China’s securities regulators and a separate government agency, the State Administration of Foreign Exchange, had long been leery of the inflationary effects of being swamped with foreign cash. But that view has reversed in the last several weeks, as the renminbi’s value has slipped in currency markets on very heavy selling in Asian financial centers like Hong Kong.
The renminbi was down 0.5 percent against the dollar from the start of January through the middle of last week. The weakness was initially attributed to weakening performance of the Chinese economy, but investors increasingly see it as a sign of capital flight as well.
The renminbi has recovered in the last few days of trading and is now virtually unchanged against the dollar this year — evidently as word has circulated among top fund managers that more foreign money could soon begin washing ashore in China.
The China Securities Regulatory Commission and State Administration of Foreign Exchange were closed on Tuesday evening and its officials could not be reached for comment.
A raising of the foreign investment cap may not necessarily produce an immediate flow of cash into the Chinese market, bankers cautioned; each fund’s increase in investment rights will require separate paperwork from the foreign exchange agency.
But until now, investment opportunities for foreign capital in China have been so scarce that some investment companies have paid to rent other companies’ rights to invest in China.
The going rate on these investment rents until recently was about 0.6 percent of the value of the Qualified Foreign Institutional Investor rights. So an international company or mutual fund that wanted to hold $100 million worth of stocks on the Shanghai stock exchange would have to pay about $600,000 a year to rent the necessary investor rights.
But the value of those rents has begun to decline as international worries about the Chinese economy have increased in recent weeks.
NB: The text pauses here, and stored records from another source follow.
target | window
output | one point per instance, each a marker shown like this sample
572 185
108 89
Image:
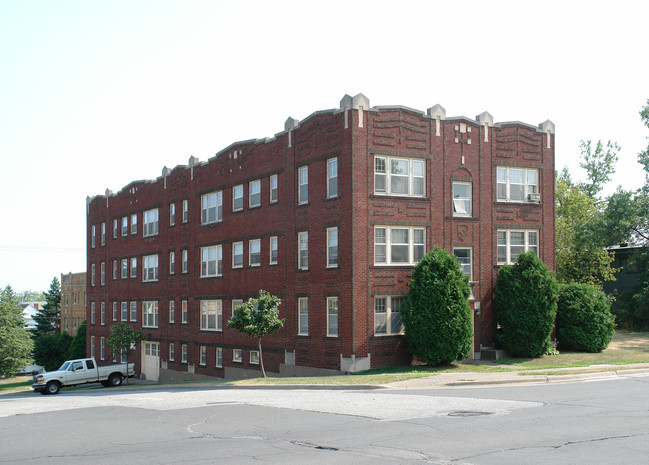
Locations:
463 256
184 261
150 268
254 193
150 223
211 261
399 176
149 314
303 250
387 315
517 184
212 207
511 243
254 252
332 247
303 185
237 255
219 357
332 316
332 178
133 267
462 199
211 315
183 315
398 245
303 316
273 250
273 188
237 198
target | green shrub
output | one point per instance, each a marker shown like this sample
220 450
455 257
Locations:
526 305
436 315
584 320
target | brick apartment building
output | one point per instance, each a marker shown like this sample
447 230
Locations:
73 302
331 215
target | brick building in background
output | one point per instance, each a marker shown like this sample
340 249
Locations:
331 215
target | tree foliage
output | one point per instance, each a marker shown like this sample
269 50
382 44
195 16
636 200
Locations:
526 306
584 320
436 314
123 339
257 318
15 344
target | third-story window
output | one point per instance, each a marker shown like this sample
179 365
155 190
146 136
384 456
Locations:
237 198
517 184
212 207
332 178
512 243
254 193
332 247
303 250
461 199
399 176
303 184
150 268
395 245
150 223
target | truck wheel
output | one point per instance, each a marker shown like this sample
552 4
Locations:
52 387
115 379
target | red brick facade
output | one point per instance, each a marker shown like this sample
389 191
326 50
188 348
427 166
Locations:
391 199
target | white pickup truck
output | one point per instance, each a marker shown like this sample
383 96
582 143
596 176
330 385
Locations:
81 371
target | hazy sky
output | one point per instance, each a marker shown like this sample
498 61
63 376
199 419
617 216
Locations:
94 95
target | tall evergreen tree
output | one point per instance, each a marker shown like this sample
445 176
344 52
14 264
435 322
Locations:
48 319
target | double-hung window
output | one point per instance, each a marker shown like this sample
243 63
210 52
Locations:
211 261
212 207
462 199
397 245
150 223
254 193
399 176
511 243
517 184
150 268
303 184
211 315
332 178
149 314
237 198
387 315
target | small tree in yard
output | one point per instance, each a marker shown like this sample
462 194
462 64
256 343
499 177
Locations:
526 305
124 338
258 317
436 314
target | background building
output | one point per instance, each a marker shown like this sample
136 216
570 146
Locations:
331 215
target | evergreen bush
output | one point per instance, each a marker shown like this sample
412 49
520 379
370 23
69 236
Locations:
436 314
526 306
584 320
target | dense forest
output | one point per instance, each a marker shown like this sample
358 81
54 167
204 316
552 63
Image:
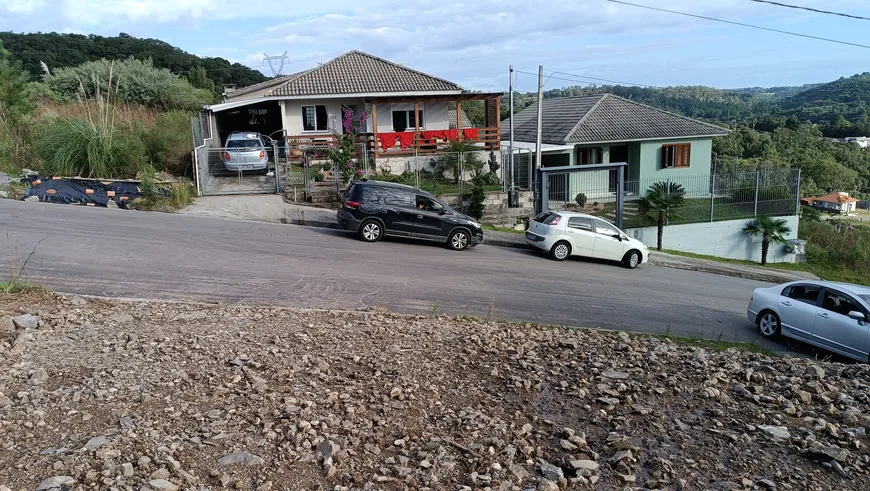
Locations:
840 108
70 50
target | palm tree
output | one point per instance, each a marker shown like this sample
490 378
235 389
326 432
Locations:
770 230
659 203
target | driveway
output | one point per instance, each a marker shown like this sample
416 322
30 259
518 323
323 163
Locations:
131 254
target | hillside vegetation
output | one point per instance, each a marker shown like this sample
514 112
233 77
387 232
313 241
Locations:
69 50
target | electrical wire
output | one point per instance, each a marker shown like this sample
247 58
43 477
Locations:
810 9
807 36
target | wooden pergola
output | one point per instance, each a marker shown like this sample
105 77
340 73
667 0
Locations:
432 141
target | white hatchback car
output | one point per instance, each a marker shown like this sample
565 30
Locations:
563 234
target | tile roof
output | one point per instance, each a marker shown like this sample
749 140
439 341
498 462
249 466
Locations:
602 119
356 72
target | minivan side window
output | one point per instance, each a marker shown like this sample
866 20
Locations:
581 223
399 198
804 293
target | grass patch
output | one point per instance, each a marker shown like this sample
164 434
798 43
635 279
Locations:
167 200
14 287
713 344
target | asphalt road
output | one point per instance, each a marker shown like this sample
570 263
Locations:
151 255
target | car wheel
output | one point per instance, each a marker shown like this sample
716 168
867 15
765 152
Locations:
560 251
371 231
769 324
459 240
632 259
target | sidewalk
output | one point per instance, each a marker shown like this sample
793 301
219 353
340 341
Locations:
272 208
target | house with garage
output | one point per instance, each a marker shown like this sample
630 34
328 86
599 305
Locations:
605 128
407 112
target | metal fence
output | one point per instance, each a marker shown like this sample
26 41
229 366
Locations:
707 197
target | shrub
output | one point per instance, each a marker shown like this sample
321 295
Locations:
169 143
73 147
132 81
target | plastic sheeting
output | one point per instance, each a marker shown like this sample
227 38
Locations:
82 191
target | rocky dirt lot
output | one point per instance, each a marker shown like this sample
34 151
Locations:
110 395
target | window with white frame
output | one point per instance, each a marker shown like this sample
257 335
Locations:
315 118
403 117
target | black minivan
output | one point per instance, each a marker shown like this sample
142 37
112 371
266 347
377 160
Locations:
374 209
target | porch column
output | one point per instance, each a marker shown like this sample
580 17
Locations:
375 128
459 120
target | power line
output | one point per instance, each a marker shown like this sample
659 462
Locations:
817 38
810 9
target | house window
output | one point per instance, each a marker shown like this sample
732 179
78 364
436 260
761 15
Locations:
314 118
403 119
675 156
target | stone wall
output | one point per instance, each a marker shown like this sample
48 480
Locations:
720 239
496 211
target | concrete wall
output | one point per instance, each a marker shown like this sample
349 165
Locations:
721 239
651 159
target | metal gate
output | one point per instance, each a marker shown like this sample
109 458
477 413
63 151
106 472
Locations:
597 189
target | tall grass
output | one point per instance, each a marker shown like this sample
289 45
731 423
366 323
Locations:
95 145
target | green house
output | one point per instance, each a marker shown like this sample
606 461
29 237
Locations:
657 145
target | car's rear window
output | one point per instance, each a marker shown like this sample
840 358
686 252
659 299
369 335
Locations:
542 217
244 144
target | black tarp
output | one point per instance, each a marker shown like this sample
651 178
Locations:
82 191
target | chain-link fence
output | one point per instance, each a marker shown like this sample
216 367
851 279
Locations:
706 197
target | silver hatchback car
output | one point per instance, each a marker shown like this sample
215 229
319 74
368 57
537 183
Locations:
245 151
832 316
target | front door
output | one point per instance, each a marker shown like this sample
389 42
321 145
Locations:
429 222
607 243
582 235
398 212
836 330
798 306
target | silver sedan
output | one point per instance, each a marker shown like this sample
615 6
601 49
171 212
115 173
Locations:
832 316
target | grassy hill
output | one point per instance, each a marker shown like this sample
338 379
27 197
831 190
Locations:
66 50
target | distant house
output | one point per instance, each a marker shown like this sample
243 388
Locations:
834 202
598 129
862 141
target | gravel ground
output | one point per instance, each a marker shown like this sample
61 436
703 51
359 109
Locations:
140 395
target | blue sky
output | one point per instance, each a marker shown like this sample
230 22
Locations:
473 42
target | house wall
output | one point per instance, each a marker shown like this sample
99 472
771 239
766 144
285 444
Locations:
434 115
651 159
721 239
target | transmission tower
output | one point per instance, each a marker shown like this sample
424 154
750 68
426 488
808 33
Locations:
273 60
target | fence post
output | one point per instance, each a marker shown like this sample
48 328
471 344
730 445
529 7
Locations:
712 195
797 195
757 181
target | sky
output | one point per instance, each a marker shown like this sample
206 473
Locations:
473 42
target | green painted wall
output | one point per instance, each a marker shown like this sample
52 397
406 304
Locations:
651 159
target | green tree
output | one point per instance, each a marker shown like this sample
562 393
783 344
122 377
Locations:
770 229
659 203
198 77
15 100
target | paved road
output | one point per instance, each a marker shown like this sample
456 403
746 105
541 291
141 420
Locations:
124 253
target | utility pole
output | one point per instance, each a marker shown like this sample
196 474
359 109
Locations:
540 117
279 59
511 144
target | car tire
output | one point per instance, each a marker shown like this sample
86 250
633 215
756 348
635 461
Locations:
632 259
560 251
371 231
459 240
768 323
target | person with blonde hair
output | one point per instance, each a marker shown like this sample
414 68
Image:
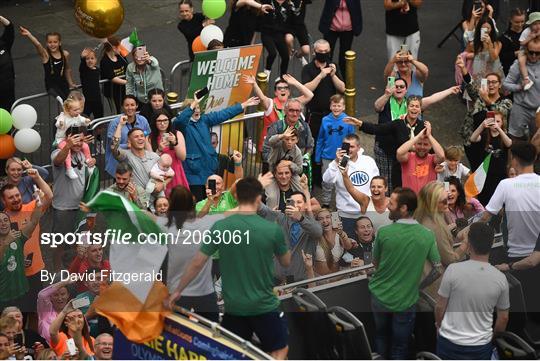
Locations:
432 206
331 246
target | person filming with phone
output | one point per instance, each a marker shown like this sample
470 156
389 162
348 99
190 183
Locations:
218 199
201 158
490 138
302 231
361 169
143 74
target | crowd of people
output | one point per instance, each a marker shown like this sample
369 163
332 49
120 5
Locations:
415 213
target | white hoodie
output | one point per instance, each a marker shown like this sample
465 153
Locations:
360 173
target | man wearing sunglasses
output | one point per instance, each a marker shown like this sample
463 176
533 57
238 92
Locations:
274 108
293 119
522 118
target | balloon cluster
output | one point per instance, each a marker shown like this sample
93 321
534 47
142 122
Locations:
99 18
26 139
212 9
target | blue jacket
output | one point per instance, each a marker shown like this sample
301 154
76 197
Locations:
330 7
201 158
331 134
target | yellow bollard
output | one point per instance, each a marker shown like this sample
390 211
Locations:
350 90
262 82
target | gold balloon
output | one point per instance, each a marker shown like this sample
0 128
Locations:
99 18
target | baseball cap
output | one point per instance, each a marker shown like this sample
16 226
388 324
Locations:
533 17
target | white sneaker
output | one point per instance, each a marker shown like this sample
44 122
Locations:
71 174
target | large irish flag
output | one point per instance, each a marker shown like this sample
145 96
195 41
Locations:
134 300
475 182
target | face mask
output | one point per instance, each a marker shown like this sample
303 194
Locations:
322 57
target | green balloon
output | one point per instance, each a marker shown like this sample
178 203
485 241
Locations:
214 9
6 122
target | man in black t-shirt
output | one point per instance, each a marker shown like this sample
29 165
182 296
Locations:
322 78
402 26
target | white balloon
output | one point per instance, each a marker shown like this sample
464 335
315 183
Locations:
27 140
24 116
210 33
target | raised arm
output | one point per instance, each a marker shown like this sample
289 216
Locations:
476 136
43 187
9 32
402 154
192 270
437 147
389 67
265 101
422 70
381 101
221 116
306 93
512 81
180 147
43 55
265 8
115 144
68 71
437 97
392 5
440 310
61 156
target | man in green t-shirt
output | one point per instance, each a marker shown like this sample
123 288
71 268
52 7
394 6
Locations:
399 254
218 199
13 282
247 244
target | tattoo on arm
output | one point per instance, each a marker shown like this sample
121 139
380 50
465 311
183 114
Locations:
435 273
115 147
The new doubling of financial investment rights is likely to depress the rents further.
The doubling of rights could help offset a slowdown in foreign investment into factories and other fixed assets in China, as well as a deterioration in China’s trade balance. Slowing foreign direct investment and weaker exports, together with some capital flight from China, has upset the balance of foreign exchange inflows and outflows in China, weakening the Chinese currency.
With more than $3 trillion in foreign exchange reserves, China has more than enough financial firepower to defend its currency against serious attacks on its value by speculators in financial markets. China also controls the spot market for renminbi within China through heavy regulations.
But so many renminbi are now circulating offshore that spot and forward trading have expanded rapidly in Hong Kong and Singapore, posing a challenge for Chinese regulators.
The financial company chairman said that as recently as early last year, it could take him a couple of days to move $500 million into forward renminbi contracts without causing the price to change.
Now this can be done in just 15 minutes, he said, indicating it was a sign of how liquid the market has become and hard it now is for the Chinese government to control it.